Penguatan harga minyak ini seakan mematahkan teori ekonomi konvensional. Padahal, pada Sabtu (31/5) lalu, negara-negara anggota OPEC+ telah sepakat untuk menambah produksi minyak sebesar 411.000 barel per hari (bph) mulai Juli. Biasanya, kabar peningkatan pasokan minyak akan memicu kekhawatiran pasar akan kelebihan stok, yang pada gilirannya akan menekan harga komoditas energi tersebut.
Namun, pasar memiliki logikanya sendiri. Nanang Wahyudin, Research & Education Coordinator di Valbury Asia Futures, mengungkapkan bahwa kenaikan produksi OPEC+ ini sejatinya telah diantisipasi jauh-jauh hari oleh pelaku pasar. “Sebagian besar sudah *priced in*, efek negatif terhadap harga sudah terjadi sebelum pengumuman resmi,” jelas Nanang. Artinya, dampak potensial dari peningkatan pasokan sudah ‘terharga’ ke dalam pasar sebelum pengumuman resmi dirilis.

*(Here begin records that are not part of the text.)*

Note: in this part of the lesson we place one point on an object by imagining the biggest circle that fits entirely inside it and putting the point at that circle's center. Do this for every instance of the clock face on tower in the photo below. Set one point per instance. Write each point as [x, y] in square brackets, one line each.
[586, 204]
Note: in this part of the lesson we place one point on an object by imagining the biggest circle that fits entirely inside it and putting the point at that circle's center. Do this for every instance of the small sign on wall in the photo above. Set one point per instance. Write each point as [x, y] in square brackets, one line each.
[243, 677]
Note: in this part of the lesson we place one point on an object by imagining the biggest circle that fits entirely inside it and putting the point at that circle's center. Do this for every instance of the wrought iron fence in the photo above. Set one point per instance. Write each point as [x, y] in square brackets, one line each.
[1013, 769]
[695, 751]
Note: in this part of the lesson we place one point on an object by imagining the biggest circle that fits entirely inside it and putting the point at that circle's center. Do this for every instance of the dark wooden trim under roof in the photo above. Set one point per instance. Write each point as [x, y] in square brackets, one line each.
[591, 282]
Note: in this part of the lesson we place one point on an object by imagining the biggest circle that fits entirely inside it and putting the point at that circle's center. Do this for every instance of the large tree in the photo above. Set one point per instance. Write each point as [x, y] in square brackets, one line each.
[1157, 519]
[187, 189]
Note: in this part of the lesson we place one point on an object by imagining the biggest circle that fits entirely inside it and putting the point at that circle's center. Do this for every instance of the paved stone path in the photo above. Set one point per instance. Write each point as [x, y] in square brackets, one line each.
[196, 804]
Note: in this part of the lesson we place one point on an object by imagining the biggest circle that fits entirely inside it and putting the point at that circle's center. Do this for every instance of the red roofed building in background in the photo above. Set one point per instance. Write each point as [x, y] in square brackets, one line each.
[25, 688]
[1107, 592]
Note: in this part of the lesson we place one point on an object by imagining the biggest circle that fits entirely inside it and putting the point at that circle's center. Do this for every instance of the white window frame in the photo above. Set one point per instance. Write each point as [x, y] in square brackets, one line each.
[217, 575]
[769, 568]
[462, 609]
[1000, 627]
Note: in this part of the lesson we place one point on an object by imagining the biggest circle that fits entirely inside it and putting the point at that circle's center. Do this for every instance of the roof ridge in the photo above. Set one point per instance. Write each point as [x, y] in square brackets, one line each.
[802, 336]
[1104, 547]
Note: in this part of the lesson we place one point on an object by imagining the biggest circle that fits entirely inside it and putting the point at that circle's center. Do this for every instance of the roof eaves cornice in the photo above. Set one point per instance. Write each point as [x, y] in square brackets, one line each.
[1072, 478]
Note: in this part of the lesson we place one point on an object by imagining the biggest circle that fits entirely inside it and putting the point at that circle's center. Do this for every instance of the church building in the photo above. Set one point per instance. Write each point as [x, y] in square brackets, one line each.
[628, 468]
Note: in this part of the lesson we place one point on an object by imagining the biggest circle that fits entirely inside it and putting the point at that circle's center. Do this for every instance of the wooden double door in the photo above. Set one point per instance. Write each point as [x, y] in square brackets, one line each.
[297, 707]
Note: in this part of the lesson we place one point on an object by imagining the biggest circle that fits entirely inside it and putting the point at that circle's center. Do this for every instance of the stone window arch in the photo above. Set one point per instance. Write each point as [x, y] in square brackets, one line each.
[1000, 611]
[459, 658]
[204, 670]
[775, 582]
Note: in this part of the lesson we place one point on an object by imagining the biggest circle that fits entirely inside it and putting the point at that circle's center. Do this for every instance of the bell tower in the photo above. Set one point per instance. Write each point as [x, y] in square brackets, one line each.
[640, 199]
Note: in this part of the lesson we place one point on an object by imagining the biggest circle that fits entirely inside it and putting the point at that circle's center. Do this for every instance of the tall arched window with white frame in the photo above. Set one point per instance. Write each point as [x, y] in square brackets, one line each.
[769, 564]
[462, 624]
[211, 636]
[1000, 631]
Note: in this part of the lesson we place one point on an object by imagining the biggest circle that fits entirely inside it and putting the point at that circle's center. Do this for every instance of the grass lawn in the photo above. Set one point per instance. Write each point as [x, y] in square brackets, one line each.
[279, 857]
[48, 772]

Lebih lanjut, Nanang menyoroti bahwa volume tambahan produksi sebesar 411.000 bph relatif kecil jika dibandingkan dengan potensi gangguan pasokan yang berasal dari kawasan Timur Tengah. Wilayah ini masih diselimuti ketegangan geopolitik yang terus membara, menimbulkan kekhawatiran serius akan stabilitas pasokan energi global. “Risiko perang dan embargo lebih besar daripada dampak penambahan pasokan moderat,” pungkas Nanang. Ketegangan di Timur Tengah ini mendorong minyak sebagai aset ‘safe haven’ energi, yang pada akhirnya turut mendongkrak harga.

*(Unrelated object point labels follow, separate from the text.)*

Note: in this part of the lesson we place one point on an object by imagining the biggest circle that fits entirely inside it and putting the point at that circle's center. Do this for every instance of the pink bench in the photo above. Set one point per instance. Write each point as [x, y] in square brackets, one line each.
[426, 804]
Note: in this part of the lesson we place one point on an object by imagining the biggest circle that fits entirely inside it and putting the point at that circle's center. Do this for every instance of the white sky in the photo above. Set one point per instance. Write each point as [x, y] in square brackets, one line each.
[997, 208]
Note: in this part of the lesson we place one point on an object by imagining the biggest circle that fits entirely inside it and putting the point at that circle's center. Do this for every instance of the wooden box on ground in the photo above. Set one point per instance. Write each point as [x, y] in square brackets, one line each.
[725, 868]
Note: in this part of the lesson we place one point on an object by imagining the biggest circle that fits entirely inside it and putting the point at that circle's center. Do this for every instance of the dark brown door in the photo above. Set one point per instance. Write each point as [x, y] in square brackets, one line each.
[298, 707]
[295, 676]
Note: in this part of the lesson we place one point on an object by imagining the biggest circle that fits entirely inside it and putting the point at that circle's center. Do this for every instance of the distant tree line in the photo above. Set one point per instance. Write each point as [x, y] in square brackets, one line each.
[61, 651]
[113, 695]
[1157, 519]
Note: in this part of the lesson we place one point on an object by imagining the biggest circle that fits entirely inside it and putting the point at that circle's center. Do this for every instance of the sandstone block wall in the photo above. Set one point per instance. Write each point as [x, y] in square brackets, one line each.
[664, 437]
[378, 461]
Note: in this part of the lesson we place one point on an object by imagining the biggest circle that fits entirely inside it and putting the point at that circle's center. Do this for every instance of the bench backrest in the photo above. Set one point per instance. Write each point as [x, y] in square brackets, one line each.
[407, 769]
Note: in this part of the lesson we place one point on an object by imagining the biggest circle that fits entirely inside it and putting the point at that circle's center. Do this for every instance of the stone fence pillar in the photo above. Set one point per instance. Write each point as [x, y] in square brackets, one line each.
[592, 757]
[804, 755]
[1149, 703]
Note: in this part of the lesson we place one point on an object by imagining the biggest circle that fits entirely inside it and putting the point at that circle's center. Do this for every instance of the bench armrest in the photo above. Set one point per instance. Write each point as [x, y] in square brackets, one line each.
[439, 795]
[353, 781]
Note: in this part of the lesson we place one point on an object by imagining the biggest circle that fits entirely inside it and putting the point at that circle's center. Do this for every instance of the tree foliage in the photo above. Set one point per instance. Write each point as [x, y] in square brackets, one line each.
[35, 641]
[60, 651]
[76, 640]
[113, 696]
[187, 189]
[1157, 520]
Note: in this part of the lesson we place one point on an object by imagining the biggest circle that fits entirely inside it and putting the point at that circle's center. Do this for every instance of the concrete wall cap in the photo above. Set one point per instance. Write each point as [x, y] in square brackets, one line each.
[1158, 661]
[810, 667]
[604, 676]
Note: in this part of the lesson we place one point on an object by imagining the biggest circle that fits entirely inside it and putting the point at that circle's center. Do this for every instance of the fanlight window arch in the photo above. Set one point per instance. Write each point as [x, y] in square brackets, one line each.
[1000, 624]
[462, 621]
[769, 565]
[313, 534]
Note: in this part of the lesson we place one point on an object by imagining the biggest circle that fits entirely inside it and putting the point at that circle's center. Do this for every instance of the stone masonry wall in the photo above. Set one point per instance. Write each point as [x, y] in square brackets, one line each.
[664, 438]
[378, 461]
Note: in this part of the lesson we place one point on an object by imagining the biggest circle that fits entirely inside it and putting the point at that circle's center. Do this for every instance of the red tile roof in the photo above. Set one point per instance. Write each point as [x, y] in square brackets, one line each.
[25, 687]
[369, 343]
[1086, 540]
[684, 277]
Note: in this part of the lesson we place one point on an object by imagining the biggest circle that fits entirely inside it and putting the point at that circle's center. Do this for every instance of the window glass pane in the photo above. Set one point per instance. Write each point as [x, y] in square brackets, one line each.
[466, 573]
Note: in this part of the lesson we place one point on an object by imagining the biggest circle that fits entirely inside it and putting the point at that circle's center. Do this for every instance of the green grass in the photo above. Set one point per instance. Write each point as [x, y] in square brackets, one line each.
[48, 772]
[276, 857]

Di sisi lain, proyeksi peningkatan permintaan juga menjadi faktor pendorong utama kenaikan harga minyak dunia. Periode Juni hingga Agustus menandai musim panas di belahan bumi utara, yang secara tradisional dikenal sebagai “driving season” di Amerika Serikat. Pada musim ini, aktivitas perjalanan dan liburan meningkat drastis, yang secara otomatis mendorong lonjakan permintaan bahan bakar. Peningkatan permintaan yang signifikan inilah yang pada akhirnya membuat harga minyak dunia melonjak.
Dengan demikian, meski OPEC+ berupaya menyeimbangkan pasar dengan peningkatan produksi, antisipasi pasar yang matang, ketegangan geopolitik yang tak kunjung mereda, serta lonjakan permintaan musiman, secara sinergis menopang kenaikan harga minyak dunia, menciptakan dinamika pasar yang unik dan patut dicermati.